Propofol-associated Hypertriglyceridemia: Development and Multicenter Validation of a Machine-Learning-Based Prediction Tool.
Journal of intensive care medicine(2025)
Temerty Faculty of Medicine | Mayo Clinic Alix School of Medicine | Department of Internal Medicine
Abstract
PURPOSE:To develop and validate an explainable machine learning (ML) tool to help clinicians predict the risk of propofol-associated hypertriglyceridemia in critically ill patients receiving propofol sedation. Methods: Patients from 11 intensive care units (ICUs) across five Mayo Clinic hospitals were included if they met the following criteria: a) ≥ 18 years of age, b) received propofol infusion while on invasive mechanical ventilation for ≥24 h, and c) had a triglyceride level measured.

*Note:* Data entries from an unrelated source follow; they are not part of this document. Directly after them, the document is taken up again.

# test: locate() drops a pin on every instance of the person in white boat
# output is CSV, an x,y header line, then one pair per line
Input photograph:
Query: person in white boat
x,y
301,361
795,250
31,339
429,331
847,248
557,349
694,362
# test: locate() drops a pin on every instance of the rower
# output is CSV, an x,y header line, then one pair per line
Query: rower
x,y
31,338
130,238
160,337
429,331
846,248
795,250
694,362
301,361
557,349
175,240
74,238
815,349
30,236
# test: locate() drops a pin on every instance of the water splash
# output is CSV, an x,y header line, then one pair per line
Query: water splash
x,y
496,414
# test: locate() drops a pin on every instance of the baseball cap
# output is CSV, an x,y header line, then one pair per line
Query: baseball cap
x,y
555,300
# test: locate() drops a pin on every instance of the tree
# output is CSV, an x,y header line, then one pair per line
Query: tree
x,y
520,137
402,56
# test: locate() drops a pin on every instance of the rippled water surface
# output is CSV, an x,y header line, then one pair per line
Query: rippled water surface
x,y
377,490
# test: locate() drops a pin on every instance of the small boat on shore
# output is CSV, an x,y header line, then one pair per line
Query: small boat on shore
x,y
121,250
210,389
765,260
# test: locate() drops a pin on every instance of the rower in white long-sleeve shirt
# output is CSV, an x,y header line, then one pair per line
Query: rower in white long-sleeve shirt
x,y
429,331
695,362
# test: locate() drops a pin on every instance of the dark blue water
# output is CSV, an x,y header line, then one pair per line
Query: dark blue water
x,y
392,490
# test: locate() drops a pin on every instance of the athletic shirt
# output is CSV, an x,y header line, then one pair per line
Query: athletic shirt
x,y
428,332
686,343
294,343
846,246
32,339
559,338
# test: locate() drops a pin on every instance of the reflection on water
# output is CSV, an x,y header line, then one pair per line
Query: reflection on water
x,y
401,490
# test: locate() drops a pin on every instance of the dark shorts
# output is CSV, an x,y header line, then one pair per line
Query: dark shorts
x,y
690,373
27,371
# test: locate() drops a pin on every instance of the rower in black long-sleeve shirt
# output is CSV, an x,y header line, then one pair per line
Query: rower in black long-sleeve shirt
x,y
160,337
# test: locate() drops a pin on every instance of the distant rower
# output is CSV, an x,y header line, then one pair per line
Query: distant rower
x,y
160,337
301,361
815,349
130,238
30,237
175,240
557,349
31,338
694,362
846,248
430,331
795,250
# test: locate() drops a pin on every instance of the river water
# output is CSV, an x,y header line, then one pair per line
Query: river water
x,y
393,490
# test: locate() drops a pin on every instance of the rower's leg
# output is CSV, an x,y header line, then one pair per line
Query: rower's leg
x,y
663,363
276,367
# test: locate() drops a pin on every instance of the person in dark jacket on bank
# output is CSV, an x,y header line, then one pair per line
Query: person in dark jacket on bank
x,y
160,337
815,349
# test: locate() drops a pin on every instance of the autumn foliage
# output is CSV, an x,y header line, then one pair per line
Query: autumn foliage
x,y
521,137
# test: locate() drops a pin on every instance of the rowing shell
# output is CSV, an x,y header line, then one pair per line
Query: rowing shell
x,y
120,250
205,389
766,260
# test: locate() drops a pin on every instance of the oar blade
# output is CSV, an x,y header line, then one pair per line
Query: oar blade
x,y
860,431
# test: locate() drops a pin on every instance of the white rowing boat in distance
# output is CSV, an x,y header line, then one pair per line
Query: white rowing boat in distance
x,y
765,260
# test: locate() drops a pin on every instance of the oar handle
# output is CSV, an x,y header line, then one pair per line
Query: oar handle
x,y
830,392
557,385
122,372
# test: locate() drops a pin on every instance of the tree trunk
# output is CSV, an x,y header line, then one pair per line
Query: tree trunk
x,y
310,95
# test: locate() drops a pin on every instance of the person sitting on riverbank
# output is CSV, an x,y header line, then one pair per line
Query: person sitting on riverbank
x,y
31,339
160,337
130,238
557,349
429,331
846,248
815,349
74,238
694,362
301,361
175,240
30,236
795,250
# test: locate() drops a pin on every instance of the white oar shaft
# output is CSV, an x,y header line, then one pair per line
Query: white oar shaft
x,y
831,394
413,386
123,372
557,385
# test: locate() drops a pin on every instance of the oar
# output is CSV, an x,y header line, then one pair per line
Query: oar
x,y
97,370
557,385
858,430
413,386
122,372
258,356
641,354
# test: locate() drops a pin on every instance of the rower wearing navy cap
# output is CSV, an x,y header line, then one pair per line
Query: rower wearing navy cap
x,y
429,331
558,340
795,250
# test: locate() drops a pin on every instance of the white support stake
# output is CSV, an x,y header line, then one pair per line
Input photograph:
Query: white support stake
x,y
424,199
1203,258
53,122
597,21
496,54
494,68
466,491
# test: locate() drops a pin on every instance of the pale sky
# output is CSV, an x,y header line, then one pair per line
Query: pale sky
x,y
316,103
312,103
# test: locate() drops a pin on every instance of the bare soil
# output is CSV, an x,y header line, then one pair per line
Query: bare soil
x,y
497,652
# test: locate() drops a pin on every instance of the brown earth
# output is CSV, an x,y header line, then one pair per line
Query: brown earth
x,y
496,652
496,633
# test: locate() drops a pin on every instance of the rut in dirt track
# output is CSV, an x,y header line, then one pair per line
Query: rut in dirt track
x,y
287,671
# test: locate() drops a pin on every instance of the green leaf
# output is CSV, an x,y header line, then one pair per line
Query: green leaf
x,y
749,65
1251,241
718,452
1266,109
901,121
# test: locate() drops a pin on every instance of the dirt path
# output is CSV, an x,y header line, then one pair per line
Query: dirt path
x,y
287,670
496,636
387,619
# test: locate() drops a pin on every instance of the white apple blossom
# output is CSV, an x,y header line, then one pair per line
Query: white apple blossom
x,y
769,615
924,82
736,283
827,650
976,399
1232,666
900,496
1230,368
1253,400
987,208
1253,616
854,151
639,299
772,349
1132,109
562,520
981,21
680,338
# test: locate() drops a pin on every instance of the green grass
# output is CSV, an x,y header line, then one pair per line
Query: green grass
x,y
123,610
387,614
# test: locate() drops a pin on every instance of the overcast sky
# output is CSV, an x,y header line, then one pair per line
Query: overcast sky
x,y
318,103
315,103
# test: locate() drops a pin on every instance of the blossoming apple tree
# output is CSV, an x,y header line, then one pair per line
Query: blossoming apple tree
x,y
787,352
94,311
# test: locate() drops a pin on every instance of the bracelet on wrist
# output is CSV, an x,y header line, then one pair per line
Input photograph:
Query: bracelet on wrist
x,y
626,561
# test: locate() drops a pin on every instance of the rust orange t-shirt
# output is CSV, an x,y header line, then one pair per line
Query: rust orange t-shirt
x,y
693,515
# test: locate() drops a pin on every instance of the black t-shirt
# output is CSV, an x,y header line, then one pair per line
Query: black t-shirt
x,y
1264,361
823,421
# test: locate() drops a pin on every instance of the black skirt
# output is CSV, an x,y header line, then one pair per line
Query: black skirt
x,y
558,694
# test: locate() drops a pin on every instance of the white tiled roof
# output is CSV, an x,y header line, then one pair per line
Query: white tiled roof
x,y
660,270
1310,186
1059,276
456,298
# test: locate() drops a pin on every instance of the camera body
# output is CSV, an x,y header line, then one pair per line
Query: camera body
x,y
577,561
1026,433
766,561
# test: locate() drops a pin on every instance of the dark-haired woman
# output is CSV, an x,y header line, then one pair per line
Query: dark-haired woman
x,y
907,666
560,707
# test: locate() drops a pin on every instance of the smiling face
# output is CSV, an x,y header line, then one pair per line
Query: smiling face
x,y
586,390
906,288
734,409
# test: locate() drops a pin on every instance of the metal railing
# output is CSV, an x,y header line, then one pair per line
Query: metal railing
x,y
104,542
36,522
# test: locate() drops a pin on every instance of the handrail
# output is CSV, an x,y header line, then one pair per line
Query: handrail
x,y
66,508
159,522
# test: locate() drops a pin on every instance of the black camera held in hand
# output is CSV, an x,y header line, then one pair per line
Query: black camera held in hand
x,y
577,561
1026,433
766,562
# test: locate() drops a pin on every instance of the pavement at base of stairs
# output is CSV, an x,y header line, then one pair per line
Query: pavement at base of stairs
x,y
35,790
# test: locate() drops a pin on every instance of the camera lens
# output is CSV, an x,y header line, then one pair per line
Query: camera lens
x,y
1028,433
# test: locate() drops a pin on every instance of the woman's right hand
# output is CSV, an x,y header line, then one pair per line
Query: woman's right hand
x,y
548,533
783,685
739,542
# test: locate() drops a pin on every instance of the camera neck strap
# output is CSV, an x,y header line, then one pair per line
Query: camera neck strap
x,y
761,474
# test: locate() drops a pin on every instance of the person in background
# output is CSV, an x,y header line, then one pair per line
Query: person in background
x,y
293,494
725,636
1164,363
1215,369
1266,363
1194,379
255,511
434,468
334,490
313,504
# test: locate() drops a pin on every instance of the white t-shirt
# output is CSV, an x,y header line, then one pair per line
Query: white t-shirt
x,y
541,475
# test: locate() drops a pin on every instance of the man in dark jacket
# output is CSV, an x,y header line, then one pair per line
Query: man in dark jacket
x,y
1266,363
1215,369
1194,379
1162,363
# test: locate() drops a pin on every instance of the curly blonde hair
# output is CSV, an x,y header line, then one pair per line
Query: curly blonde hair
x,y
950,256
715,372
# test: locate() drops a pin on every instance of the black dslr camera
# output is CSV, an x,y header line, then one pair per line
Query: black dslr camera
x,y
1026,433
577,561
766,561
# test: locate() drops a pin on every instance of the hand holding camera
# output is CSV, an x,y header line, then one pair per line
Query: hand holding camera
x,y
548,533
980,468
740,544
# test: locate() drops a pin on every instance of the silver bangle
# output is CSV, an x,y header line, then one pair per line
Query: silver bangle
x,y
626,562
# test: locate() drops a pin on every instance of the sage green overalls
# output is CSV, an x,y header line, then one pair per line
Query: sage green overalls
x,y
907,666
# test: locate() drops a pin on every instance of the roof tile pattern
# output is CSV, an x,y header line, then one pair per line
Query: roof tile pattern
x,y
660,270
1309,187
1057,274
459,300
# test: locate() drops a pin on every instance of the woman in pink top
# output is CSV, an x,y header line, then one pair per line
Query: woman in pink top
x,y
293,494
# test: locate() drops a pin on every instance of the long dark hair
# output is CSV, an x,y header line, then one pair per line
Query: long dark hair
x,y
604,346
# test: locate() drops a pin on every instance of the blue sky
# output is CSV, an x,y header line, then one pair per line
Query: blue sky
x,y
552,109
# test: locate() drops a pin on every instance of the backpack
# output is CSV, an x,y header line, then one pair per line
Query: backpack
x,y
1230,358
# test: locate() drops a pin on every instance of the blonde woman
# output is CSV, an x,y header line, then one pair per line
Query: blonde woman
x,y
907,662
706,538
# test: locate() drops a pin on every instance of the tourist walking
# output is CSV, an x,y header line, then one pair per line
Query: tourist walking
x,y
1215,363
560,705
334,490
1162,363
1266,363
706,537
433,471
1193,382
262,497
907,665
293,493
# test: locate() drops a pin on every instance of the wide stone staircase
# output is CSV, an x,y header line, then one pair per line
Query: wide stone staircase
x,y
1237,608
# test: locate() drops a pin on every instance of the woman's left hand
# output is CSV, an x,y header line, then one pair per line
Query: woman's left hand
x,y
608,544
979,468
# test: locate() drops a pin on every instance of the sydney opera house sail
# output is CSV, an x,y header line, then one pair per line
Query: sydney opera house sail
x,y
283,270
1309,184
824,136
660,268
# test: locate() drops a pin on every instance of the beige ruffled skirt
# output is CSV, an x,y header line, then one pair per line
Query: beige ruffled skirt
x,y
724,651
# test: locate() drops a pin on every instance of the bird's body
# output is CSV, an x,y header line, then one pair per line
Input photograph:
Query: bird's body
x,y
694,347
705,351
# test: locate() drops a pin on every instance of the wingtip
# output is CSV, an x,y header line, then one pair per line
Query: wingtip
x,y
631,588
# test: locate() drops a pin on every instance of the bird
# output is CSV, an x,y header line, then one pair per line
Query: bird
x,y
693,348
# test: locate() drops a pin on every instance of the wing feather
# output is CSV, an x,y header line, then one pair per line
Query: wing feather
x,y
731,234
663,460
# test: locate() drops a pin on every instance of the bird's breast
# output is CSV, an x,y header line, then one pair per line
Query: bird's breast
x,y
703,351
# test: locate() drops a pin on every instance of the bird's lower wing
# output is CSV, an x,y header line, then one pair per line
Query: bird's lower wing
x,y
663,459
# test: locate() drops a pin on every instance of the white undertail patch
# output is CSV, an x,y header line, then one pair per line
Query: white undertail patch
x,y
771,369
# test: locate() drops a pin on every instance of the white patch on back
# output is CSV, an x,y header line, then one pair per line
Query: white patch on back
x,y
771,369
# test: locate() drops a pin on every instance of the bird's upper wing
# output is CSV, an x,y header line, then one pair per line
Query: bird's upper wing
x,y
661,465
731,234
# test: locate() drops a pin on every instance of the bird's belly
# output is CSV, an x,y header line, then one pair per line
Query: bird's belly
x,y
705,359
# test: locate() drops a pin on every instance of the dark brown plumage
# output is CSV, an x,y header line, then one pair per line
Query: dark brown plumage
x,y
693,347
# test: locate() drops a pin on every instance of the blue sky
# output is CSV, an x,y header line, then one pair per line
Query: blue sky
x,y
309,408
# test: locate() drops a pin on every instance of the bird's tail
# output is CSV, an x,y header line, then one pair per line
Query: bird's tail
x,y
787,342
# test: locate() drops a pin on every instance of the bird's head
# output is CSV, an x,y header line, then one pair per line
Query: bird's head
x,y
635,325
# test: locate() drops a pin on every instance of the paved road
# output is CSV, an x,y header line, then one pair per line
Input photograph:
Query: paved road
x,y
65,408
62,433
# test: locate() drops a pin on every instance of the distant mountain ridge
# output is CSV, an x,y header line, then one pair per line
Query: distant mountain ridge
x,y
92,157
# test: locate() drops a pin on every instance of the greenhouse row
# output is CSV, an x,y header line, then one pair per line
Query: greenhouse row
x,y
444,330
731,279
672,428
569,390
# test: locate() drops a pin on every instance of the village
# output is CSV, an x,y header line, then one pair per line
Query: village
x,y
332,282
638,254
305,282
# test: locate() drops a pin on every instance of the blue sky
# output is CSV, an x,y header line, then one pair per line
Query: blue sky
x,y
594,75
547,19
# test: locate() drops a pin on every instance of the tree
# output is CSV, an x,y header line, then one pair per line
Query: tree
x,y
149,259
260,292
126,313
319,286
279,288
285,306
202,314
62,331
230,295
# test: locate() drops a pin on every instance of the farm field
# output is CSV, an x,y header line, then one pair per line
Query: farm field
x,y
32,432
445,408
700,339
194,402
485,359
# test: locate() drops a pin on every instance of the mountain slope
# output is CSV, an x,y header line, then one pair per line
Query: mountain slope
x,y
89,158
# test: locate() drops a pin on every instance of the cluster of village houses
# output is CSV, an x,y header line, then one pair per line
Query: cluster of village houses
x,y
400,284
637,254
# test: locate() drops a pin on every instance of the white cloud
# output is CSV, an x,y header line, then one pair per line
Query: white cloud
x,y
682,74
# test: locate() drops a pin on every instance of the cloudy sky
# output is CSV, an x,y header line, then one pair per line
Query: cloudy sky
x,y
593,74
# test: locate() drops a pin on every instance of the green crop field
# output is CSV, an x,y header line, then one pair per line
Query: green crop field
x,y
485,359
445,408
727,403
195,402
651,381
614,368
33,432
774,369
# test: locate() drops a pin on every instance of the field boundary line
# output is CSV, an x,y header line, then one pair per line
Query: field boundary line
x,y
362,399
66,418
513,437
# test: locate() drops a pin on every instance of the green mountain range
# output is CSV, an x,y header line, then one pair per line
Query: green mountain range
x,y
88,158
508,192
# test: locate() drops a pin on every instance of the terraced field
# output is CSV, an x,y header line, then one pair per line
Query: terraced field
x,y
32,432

The primary outcome was hypertriglyceridemia (triglyceride >400 mg/dL) onset within 10 days of propofol initiation. Both COVID-inclusive and COVID-independent modeling pipelines were developed to ensure applicability post-pandemic. Decision thresholds were chosen to maintain model sensitivity >80%. Nested leave-one-site-out cross-validation (LOSO-CV) was used to externally evaluate pipeline performance. Model explainability was assessed using permutation importance and SHapley Additive exPlanations (SHAP). Results: Among 3922 included patients, 769 (19.6%) developed propofol-associated hypertriglyceridemia, and 879 (22.4%) had COVID-19 at ICU admission. During nested LOSO-CV, the COVID-inclusive pipeline achieved an average AUC-ROC of 0.71 (95% confidence interval [CI] 0.70-0.72), while the COVID-independent pipeline achieved an average AUC-ROC of 0.69 (95% CI 0.68-0.70). Age, initial propofol dose, and BMI were the top three most important features in both models. Conclusion: We developed an explainable ML-based tool with acceptable predictive performance for assessing the risk of propofol-associated hypertriglyceridemia in ICU patients. This tool can aid clinicians in identifying at-risk patients to guide triglyceride monitoring and optimize sedative selection.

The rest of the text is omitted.